Mountain gorillas are terrestrial and quadrupedal. They erect themselves to reach to the fruits or foliage that they would like to eat or even climb them, should they be able to withstand their weight. These mountain gorillas are early risers whose day starts at 6am and are most active between then and 6pm. They spend much of their time eating fruits, stems, roots, shoots and leaves in very large quantities. Adult males eat up to 34kgs a day while the females can eat about 18kgs only. The early afternoon sessions, usually at midday, are very important to the gorillas as it is the time they use to bond, establish and reinforce relations with themselves, which they do by mutually grooming each other.
These apes make different nesting places every single day, each building their own. The infants sleep with their mothers and on very cold and very foggy days, the gorillas sleep for longer hours and stay put until it is lighter and bearable.
Mountain gorillas are generally gentle and shy apes, more so the habituated gorillas that travelers visit in the wild. They only get aggressive when attacked or sense trouble, even from their fellow family members say those silverbacks that want to take over the leadership of the family. The sequence of their aggressive encounter often times includes progressively quickening hooting, symbolic feeding, rising bipedally, throwing vegetation around, chest thumping with cupped hands, one-leg kick, sideways running, slapping and tearing vegetation and thumping the ground with palms which signals the end of the feud.
There are about 25 distinct vocalisations that they use to communicate. Trekkers on a gorilla trekking expedition in any of the rainforests can actually hear them as the gorillas can be very loud. Screams and roars usually produced by the silverback signal warning while rambling and belching show contentment.
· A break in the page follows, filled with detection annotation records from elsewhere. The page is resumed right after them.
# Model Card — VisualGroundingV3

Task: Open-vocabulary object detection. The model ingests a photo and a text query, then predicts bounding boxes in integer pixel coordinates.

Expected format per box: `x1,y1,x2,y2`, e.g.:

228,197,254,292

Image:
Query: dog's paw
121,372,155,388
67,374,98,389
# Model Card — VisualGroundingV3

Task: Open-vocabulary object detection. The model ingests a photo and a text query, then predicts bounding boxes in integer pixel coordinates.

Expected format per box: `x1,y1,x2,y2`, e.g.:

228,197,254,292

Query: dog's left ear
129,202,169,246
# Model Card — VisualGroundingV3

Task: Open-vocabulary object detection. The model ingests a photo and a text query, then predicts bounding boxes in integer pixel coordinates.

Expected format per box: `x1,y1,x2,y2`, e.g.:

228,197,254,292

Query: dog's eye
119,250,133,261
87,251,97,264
Studies show that mountain gorillas generally fear certain reptiles like chameleons and caterpillars, and also water that they generally avoid rivers and if really need to cross them, they’d use logs as bridges to avoid stepping on them.
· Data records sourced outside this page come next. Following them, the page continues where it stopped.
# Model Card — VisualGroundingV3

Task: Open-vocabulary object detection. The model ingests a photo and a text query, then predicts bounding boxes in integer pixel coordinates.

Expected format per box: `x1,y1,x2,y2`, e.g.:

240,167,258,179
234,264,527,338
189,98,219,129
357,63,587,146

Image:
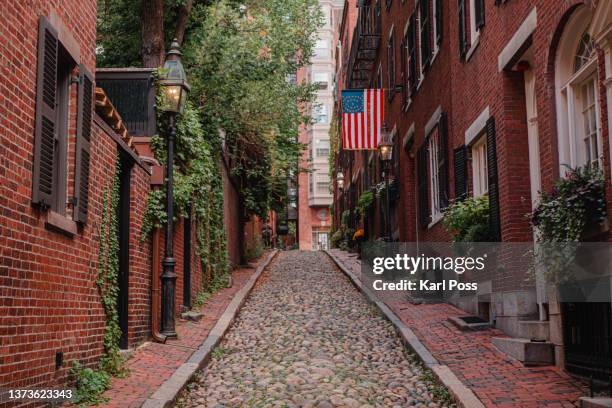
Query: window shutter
32,17,58,209
453,145,468,200
438,112,448,209
434,0,444,45
408,14,419,94
487,118,501,241
420,0,431,70
417,141,429,228
74,64,94,224
474,0,485,28
457,0,467,60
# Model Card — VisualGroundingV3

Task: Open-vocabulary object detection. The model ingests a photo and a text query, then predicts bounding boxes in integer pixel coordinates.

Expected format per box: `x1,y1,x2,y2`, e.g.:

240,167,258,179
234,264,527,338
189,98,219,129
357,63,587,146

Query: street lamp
378,123,393,241
336,171,344,190
158,39,190,338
Encroachment, diseases, wars, poachers are some of the factors that threaten the existence of the mountain gorillas. Efforts by the government authorities like the Uganda Wildlife Authority and Rwanda Development Board plus other wildlife conservation agencies have contributed greatly to the preservation of the mountain gorillas and their natural habitat. It is with their combined efforts that the population of the mountain gorillas has increased and their habitat is not lost.
The gorillas that tourists visit are habituated. It is with the funds raised from the revenue collected when tourists purchase gorilla permits that allow them to take part in gorilla trekking that the agencies use to facilitate the conservation efforts, say the 20% off every gorilla permit that goes to the communities that neighbor both Bwindi and Mgahinga Gorilla National Parks of Uganda. Giving back to these communities shows them the importance of the mountain gorillas and the forests that they cease to destroy and kill them but instead take part in protecting them. Travelers are thus encouraged to embark on a gorilla trekking adventure as they would be supporting the conservation efforts as well as take part in an amazing once in a lifetime gorilla trekking safari.